Nothing to do with Spanish settlement. Other than St. Augustine, none of the Spanish settlements are even inhabited anymore. Florida had 2.7 million residents in 1950, barely more than Iowa. The population is now over 20 million.
There are - unsurprisingly - a number of factors for this. It’s mostly due to the Cold War, which made Florida important as:
-a naval staging area
-the closest state to many potential future communist countries
-the home of the space program
-the place where most Cuban refugees washed up after the revolution
-a base of operations for Gulf oil production
And so forth. The space program had a knock-on effect in that it made Florida an attractive place for aeronautical research and development generally, so Lockheed, Boeing, Hughes, Raytheon and other space contractors built plants and offices here for non-space stuff.
Then there’s Walt Disney World, which turned Orlando from a backwater into a thriving tourist destination (especially after Universal, Seaworld, and other parks followed).
All of this happened between 1954 and 1970 or so. Before that, most Florida jobs were in agriculture. Since then, most of our jobs have been in tech and tourism, though we still have a lot of labor-intensive agriculture like orange growing.

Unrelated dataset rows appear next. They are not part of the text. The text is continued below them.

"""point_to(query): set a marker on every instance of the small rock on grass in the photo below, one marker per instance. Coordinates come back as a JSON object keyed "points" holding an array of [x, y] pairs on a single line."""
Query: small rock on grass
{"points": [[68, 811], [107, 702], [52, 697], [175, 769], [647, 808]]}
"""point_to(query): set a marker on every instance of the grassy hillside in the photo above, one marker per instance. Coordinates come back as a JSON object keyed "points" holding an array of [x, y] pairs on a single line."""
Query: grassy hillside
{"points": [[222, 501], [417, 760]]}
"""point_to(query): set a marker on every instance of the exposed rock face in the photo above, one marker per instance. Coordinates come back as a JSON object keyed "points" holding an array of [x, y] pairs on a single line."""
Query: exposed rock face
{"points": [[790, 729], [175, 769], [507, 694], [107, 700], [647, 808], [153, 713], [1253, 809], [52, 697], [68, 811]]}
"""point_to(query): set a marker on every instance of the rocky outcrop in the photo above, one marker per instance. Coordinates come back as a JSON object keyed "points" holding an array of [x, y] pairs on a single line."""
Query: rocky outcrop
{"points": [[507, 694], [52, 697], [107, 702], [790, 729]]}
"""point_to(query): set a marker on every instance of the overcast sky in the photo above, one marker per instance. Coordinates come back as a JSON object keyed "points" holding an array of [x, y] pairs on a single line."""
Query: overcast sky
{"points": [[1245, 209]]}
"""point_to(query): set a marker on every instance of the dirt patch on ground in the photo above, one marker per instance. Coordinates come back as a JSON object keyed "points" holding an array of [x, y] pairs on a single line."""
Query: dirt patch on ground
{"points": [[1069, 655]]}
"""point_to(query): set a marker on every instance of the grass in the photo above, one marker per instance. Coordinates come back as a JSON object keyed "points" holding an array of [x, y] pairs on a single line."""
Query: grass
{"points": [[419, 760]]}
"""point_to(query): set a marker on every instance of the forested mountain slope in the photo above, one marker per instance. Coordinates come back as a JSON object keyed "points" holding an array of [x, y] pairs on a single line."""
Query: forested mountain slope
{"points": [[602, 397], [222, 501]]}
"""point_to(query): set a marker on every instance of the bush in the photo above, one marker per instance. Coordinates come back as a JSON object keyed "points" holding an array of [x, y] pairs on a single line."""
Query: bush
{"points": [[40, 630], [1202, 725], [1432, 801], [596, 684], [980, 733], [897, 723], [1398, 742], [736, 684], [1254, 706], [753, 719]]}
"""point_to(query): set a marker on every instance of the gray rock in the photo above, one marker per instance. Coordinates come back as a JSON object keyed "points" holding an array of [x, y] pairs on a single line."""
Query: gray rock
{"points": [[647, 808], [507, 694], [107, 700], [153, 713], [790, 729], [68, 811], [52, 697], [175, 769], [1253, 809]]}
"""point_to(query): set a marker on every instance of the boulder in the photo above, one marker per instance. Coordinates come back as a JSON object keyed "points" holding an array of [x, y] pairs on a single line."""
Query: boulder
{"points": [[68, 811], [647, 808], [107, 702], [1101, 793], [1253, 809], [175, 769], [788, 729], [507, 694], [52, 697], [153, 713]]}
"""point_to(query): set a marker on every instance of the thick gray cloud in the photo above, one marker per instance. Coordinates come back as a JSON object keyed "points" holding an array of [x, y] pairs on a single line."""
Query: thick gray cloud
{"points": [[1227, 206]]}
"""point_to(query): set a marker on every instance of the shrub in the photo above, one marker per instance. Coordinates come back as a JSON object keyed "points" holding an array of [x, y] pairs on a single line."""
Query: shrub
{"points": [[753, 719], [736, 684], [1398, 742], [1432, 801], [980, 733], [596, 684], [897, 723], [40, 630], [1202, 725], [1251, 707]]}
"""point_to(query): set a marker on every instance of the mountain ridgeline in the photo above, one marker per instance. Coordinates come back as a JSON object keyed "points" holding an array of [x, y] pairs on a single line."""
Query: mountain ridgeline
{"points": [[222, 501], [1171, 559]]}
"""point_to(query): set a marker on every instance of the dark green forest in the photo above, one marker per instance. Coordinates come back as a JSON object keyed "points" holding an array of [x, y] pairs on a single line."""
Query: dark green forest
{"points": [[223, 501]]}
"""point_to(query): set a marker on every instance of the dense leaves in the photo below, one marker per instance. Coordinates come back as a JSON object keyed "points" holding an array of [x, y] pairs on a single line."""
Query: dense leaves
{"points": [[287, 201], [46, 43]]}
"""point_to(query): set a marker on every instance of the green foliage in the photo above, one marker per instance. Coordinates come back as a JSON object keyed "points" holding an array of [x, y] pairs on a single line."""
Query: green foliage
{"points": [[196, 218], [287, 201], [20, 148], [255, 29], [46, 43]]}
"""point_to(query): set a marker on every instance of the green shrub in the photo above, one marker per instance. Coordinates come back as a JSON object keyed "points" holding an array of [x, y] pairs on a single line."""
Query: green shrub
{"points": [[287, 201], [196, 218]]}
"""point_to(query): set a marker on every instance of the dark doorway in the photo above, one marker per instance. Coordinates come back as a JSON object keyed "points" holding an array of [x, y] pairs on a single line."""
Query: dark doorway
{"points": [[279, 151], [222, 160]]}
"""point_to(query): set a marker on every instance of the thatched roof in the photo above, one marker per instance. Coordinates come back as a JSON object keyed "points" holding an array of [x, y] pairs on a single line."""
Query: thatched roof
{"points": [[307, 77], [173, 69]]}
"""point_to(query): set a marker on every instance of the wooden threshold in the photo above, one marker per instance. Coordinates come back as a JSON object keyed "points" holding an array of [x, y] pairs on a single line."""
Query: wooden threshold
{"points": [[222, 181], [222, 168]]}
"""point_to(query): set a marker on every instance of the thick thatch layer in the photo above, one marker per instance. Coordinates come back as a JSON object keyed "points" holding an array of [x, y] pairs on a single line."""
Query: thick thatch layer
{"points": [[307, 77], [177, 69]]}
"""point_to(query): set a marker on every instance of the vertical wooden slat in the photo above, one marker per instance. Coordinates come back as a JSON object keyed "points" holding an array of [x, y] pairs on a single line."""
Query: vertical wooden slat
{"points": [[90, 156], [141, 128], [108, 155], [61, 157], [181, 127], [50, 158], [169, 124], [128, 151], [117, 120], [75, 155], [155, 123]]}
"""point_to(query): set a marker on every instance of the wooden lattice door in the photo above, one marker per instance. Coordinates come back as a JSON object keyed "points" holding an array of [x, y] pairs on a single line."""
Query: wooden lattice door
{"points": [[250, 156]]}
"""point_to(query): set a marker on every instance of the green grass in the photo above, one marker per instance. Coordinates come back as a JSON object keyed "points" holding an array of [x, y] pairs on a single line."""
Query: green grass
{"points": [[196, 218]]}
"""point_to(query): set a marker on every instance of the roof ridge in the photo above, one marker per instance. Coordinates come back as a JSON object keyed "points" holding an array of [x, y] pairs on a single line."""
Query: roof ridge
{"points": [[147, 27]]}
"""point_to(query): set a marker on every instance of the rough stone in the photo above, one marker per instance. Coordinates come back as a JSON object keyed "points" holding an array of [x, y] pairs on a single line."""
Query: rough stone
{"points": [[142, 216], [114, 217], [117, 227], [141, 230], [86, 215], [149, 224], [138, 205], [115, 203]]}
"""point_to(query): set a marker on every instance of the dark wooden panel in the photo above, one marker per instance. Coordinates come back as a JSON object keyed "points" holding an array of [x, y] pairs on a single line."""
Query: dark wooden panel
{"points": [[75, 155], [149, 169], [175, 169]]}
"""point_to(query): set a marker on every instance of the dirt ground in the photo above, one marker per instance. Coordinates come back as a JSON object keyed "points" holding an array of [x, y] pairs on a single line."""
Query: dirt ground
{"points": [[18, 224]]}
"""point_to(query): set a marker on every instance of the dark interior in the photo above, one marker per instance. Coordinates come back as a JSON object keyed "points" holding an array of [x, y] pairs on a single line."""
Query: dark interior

It didn’t hurt that home air conditioning became affordable after 1950, which made Florida more livable (particularly to Northeastern retirees…) Having enough people also made it worthwhile for the federal government to start filling in swamps, creating space for golf courses and yet more theme parks.
Tourism allows the state government to function without an income tax, which makes the state attractive to business and people (though it brings its own issues like terrible schools).
Of all the densely populated states, Florida is somewhat unusual in that it doesn’t have a true center of gravity. Rather than having one megacity and a bunch of smaller cities, we have four major cities - Jacksonville, Tampa, Miami, Orlando - without having one dominant one (Miami is dominant if you count by metropolitan statistical areas, as the Miami metro area includes Ft. Lauderdale and the Palm Beaches).